A Liberal Arts Approach to Health Care
Research & Inquiry
We need more innovative models of health support delivery, like hospital at home. It reduces costs, is patient-centered, and appears to support patient recovery in several ways, including reducing toxic stress and providing patients with a sense of control over their environment. All of this enhances the healing process.
Acute-care patients having the option for treatment at home is a step in the right direction toward having better culturally tailored delivery. We can bring together anthropologists, sociologists, linguists, philosophers, psychologists, and other researchers—a liberal arts perspective—to make sense of what sickness, healing, and support mean to people, and then adapt or create, test, and improve upon current models.
The way that we think, feel, and act can amplify our experience and disease progression at a cellular level, and the families, social systems, and neighborhoods that surround us have a huge impact on how we see the world. If you live in a neighborhood that doesn’t have sidewalks, your physician telling you to walk more is not going to be meaningful. We must be mindful about this when creating building codes and public policies, because these are also essentially health policies as well.
There is so much frustration among medical professionals because of the way they are forced to compromise how they treat patients, including having to defer to insurance company rules. The hospital-at-home model allows medical professionals to practice health care and medicine more effectively. It’s that idea of autonomy—not only for patients but also for practitioners—that is so exciting.

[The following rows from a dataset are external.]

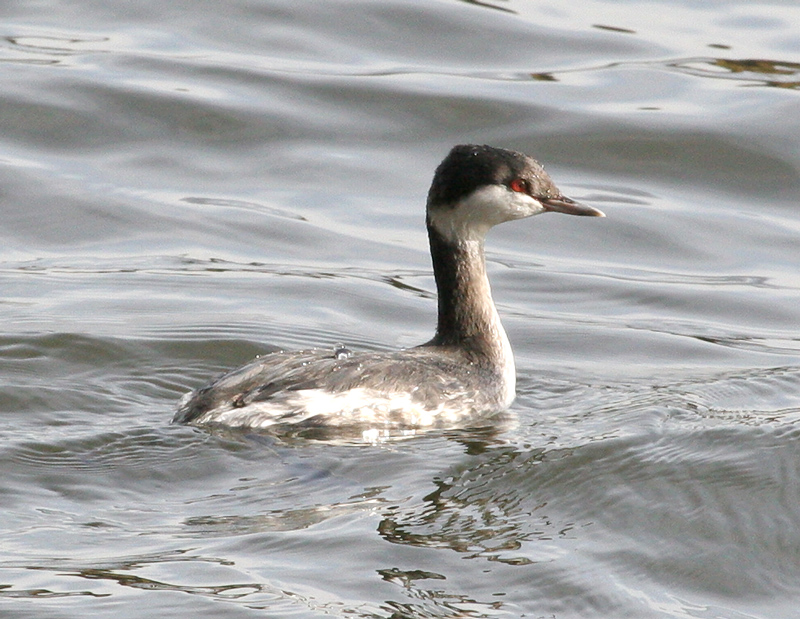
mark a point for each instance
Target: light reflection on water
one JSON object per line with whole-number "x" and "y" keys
{"x": 184, "y": 188}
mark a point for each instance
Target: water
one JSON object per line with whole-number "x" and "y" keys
{"x": 188, "y": 184}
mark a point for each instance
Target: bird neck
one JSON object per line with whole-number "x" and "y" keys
{"x": 467, "y": 314}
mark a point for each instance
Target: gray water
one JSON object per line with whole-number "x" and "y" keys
{"x": 184, "y": 185}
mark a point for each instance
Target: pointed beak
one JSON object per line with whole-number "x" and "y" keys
{"x": 562, "y": 204}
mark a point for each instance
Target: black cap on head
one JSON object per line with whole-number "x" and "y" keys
{"x": 469, "y": 166}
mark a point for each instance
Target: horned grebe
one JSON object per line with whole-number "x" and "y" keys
{"x": 465, "y": 373}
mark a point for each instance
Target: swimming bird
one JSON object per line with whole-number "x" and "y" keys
{"x": 465, "y": 373}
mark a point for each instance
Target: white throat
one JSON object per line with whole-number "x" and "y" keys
{"x": 472, "y": 217}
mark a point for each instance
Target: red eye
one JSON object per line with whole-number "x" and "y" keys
{"x": 519, "y": 184}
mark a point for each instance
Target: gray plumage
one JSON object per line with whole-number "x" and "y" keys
{"x": 463, "y": 374}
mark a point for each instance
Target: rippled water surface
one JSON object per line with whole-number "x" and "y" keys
{"x": 185, "y": 185}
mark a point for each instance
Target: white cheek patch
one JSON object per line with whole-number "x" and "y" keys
{"x": 472, "y": 217}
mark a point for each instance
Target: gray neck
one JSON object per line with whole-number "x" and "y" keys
{"x": 467, "y": 314}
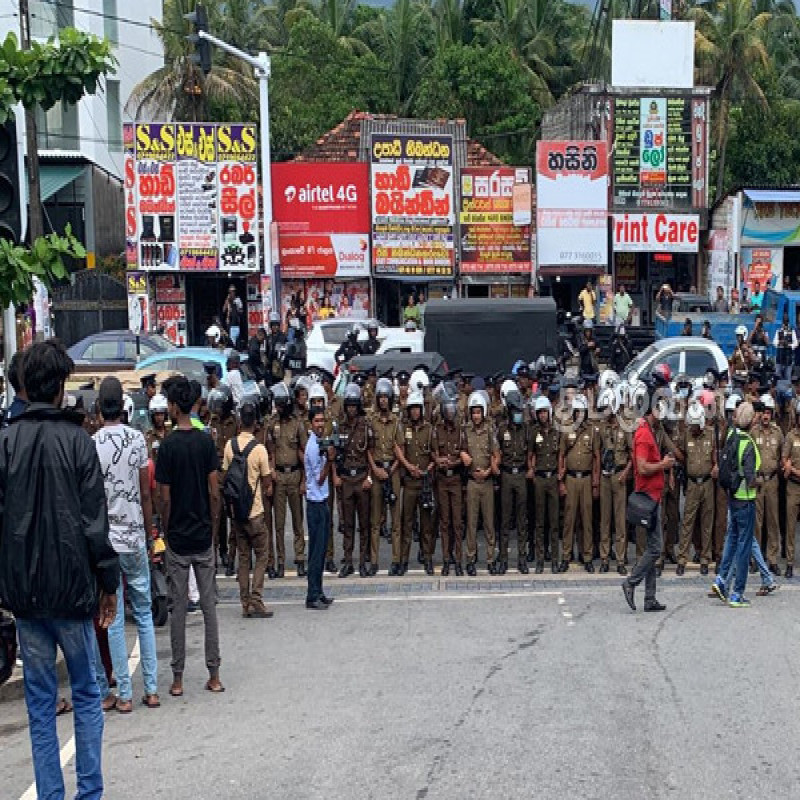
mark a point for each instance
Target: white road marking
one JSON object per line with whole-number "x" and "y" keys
{"x": 68, "y": 750}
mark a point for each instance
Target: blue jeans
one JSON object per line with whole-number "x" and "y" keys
{"x": 38, "y": 640}
{"x": 319, "y": 523}
{"x": 738, "y": 542}
{"x": 763, "y": 569}
{"x": 136, "y": 569}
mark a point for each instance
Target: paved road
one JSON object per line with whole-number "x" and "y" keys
{"x": 547, "y": 688}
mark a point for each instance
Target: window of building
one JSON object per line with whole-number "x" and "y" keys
{"x": 113, "y": 115}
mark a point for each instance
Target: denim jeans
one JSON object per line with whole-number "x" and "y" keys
{"x": 135, "y": 567}
{"x": 763, "y": 569}
{"x": 38, "y": 640}
{"x": 738, "y": 542}
{"x": 319, "y": 522}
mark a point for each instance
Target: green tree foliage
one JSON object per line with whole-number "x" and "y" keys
{"x": 485, "y": 86}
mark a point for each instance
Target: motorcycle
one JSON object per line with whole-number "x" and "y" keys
{"x": 158, "y": 577}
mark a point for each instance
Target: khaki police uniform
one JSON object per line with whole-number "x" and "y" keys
{"x": 353, "y": 471}
{"x": 769, "y": 441}
{"x": 791, "y": 451}
{"x": 580, "y": 449}
{"x": 614, "y": 488}
{"x": 481, "y": 444}
{"x": 287, "y": 439}
{"x": 699, "y": 503}
{"x": 545, "y": 449}
{"x": 385, "y": 433}
{"x": 515, "y": 445}
{"x": 447, "y": 442}
{"x": 417, "y": 440}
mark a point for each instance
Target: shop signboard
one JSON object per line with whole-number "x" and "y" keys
{"x": 413, "y": 204}
{"x": 491, "y": 241}
{"x": 660, "y": 152}
{"x": 191, "y": 201}
{"x": 336, "y": 255}
{"x": 572, "y": 203}
{"x": 666, "y": 233}
{"x": 321, "y": 198}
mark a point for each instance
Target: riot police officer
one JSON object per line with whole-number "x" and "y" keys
{"x": 416, "y": 455}
{"x": 385, "y": 435}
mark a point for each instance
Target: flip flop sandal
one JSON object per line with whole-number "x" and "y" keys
{"x": 63, "y": 707}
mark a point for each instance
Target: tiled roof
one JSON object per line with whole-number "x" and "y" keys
{"x": 342, "y": 143}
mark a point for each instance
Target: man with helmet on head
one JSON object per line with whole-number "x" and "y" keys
{"x": 544, "y": 465}
{"x": 480, "y": 457}
{"x": 350, "y": 347}
{"x": 769, "y": 441}
{"x": 354, "y": 481}
{"x": 285, "y": 436}
{"x": 223, "y": 428}
{"x": 415, "y": 454}
{"x": 616, "y": 445}
{"x": 385, "y": 435}
{"x": 448, "y": 442}
{"x": 251, "y": 534}
{"x": 579, "y": 476}
{"x": 514, "y": 438}
{"x": 275, "y": 349}
{"x": 791, "y": 471}
{"x": 696, "y": 443}
{"x": 373, "y": 344}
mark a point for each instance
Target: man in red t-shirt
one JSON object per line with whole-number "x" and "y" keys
{"x": 648, "y": 474}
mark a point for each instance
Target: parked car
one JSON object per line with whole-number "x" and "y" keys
{"x": 109, "y": 350}
{"x": 325, "y": 336}
{"x": 692, "y": 356}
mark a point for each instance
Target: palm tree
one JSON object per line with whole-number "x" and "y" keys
{"x": 730, "y": 40}
{"x": 179, "y": 89}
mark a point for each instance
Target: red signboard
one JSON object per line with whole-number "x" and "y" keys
{"x": 321, "y": 198}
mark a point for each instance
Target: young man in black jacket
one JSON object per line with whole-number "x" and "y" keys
{"x": 57, "y": 565}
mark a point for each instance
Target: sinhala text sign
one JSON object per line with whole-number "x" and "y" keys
{"x": 412, "y": 204}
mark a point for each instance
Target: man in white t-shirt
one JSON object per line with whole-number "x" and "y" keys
{"x": 123, "y": 459}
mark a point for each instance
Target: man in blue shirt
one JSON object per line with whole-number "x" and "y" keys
{"x": 317, "y": 470}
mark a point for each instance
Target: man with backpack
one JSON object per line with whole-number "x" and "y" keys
{"x": 739, "y": 465}
{"x": 246, "y": 470}
{"x": 186, "y": 474}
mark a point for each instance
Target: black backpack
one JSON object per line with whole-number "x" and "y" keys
{"x": 236, "y": 491}
{"x": 729, "y": 473}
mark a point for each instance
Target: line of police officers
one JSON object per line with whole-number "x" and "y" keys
{"x": 417, "y": 458}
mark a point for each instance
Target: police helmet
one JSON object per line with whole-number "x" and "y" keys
{"x": 384, "y": 388}
{"x": 317, "y": 396}
{"x": 220, "y": 400}
{"x": 478, "y": 400}
{"x": 696, "y": 415}
{"x": 281, "y": 398}
{"x": 352, "y": 396}
{"x": 158, "y": 404}
{"x": 419, "y": 380}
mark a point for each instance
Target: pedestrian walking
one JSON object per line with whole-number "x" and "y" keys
{"x": 648, "y": 477}
{"x": 741, "y": 508}
{"x": 57, "y": 566}
{"x": 318, "y": 465}
{"x": 187, "y": 477}
{"x": 126, "y": 475}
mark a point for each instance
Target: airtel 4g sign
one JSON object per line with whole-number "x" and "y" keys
{"x": 668, "y": 233}
{"x": 321, "y": 197}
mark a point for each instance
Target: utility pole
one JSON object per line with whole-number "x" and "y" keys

I keep coming back to a liberal arts perspective. From across academia, we need the American studies folks, the cultural studies folks, the filmmakers, the mathematicians, the historians, the engineers—to name a few—to make their unique contributions toward transforming American sick care into truer health care. How we train future practitioners at the undergraduate level—making liberal arts perspectives fundamental to prehealth education—can truly make a difference in shaping our systems.
A professor of psychology at Smith, Benita Jackson directs the college’s Society, Psychology, and Health Laboratory.